Medically reviewed by

Dr. J. N. Naidu

Published At January 12, 2023
Reviewed AtMay 17, 2023

Overview

Elagolix is an antagonist of gonadotropin-releasing hormone receptors for treating average to extreme aches connected with endometriosis. In the year 2018, the United States Food and Drug Administration (FDA) authorized Elagolix to manage aches connected with endometriosis. It was the first medicine particularly approved for pain control in endometriosis.

How Does Elagolix Drug Work?

Endometriosis is a familiar syndrome that induces considerable aches, morbidity, and disability. Elagolix is an efficacious medicine in managing the manifestations of endometriosis and is a comparatively safer choice. Elagolix is an antagonist of gonadotropin-releasing hormone receptors that interferes with endogenous gonadotropin-releasing hormone signaling by attaching competitively to gonadotropin-releasing hormone receptors in the pituitary gland.

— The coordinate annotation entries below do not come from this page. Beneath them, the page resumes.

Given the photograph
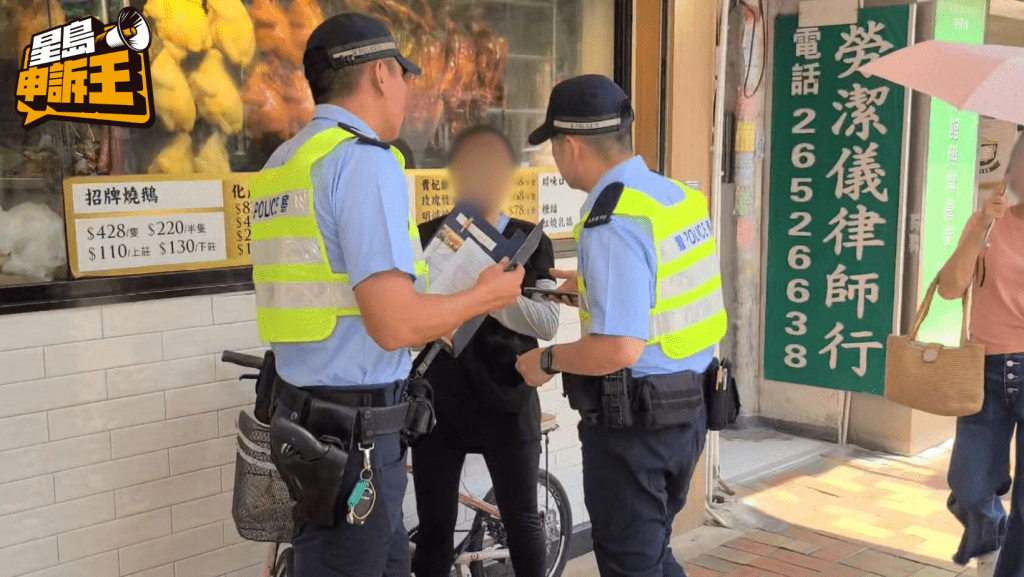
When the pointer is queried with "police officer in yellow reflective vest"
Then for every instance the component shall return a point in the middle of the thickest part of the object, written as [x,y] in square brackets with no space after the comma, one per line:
[335,255]
[650,303]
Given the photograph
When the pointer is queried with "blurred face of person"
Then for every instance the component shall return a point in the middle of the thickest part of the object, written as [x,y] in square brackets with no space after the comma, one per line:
[390,80]
[481,172]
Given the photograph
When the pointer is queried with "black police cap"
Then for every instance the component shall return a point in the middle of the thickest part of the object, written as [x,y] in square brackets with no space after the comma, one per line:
[350,39]
[586,105]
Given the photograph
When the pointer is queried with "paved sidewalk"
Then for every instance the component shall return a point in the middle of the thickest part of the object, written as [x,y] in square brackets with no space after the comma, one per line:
[848,513]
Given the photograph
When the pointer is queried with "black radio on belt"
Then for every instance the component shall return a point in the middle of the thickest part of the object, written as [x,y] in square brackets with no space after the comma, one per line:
[605,401]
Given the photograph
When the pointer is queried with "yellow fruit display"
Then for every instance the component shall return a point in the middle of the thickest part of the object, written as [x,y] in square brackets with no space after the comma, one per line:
[175,158]
[217,98]
[232,30]
[180,22]
[161,46]
[212,157]
[171,95]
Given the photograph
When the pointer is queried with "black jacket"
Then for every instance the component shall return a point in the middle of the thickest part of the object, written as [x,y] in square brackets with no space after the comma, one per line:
[480,399]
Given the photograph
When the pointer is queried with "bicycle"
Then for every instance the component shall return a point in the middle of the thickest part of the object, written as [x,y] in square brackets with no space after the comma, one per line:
[483,550]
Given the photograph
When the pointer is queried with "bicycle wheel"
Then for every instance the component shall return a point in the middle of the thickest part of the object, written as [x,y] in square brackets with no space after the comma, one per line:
[556,518]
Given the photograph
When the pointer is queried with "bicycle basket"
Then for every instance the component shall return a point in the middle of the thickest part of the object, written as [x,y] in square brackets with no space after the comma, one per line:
[261,506]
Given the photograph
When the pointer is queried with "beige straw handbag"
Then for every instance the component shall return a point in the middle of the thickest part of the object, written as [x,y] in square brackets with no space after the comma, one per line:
[930,377]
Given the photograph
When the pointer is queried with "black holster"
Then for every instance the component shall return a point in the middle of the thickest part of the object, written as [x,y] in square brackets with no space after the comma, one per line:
[672,400]
[311,468]
[264,388]
[605,401]
[584,397]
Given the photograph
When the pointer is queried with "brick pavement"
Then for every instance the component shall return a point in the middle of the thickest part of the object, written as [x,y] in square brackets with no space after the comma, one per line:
[850,513]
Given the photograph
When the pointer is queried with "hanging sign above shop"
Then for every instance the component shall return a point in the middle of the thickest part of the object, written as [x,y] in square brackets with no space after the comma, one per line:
[835,202]
[142,223]
[560,204]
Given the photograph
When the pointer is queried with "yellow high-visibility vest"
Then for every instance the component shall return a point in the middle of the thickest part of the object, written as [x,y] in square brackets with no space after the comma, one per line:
[298,297]
[689,312]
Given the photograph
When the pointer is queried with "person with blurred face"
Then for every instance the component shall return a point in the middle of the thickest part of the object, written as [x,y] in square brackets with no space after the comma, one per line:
[335,256]
[991,255]
[482,404]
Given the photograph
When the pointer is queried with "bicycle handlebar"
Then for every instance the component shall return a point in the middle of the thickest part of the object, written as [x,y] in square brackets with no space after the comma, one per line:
[243,360]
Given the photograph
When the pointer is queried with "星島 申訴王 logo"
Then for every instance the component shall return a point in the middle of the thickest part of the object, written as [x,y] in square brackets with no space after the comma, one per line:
[86,72]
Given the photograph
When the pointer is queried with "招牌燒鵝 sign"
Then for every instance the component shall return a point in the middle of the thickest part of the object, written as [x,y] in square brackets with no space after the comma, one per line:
[837,152]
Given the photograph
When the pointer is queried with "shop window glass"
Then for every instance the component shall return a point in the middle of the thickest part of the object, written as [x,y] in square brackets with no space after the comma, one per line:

Elagolix will suppress the luteinizing hormone and follicle-stimulating hormone, causing reduced concentrations of the ovarian sex hormones, estradiol, and progesterone in the blood.

Uses of Elagolix

Elagolix is indicated mainly for managing and treating medium to intense endometriosis-related aches.

Limitations

The Elagolix limitation is based on its dose and the presence of co-existing conditions in the patient.

Dosage and Administration

Important Dosing Information

  • Elagolix tablets should be taken within seven days after the beginning of periods and exclude pregnancy before the administration of Elagolix.

  • The drug should be taken simultaneously daily, with or without the food.

  • Based on the treatment objective and manifestations, the dosage is planned. The lowest effective dosage should be taken.

  • Confine the period of Elagolix usage due to its bone loss manifestation.

Dosage and Administration of Elagolix

How to Use an Elagolix Tablet?

  • Take the medication through the mouth. It can be taken with or without food. It is usually given once or twice per day. The dosage and duration vary depending on the condition and the patient's reaction. It is planned to give for 6 to 24 months to reduce the bone loss side effect.

  • Take the Elagolix tablet precisely as per the healthcare provider's instructions. It is always better to do a pregnancy test before the beginning of therapy. The Elagolix tablets are recommended to take within seven days after the beginning of the period.

  • If the patient takes too much Elagolix, they must inform their healthcare provider or immediately proceed to the closest hospital emergency room. In case of a missing dose of Elagolix: 150 mg (once daily), ingest it immediately as it is on the exact day. Should not intake more than one tablet each day. Also, a dosage of 200 mg maximum daily dose; intake immediately when recognized, as it is on the exact day. Should not intake more than two tablets daily.

Hepatic Impairment:

  • There is no dosage adjustment required for women who have mild hepatic impairment.

  • Approximated female patients with standard liver action and in cases with average hepatic defect had an average of 3-fold higher Elagolix vulnerabilities, and those with severe hepatic defect had an average of 7-fold higher Elagolix exposures because of these high exposures and hazards for bone loss.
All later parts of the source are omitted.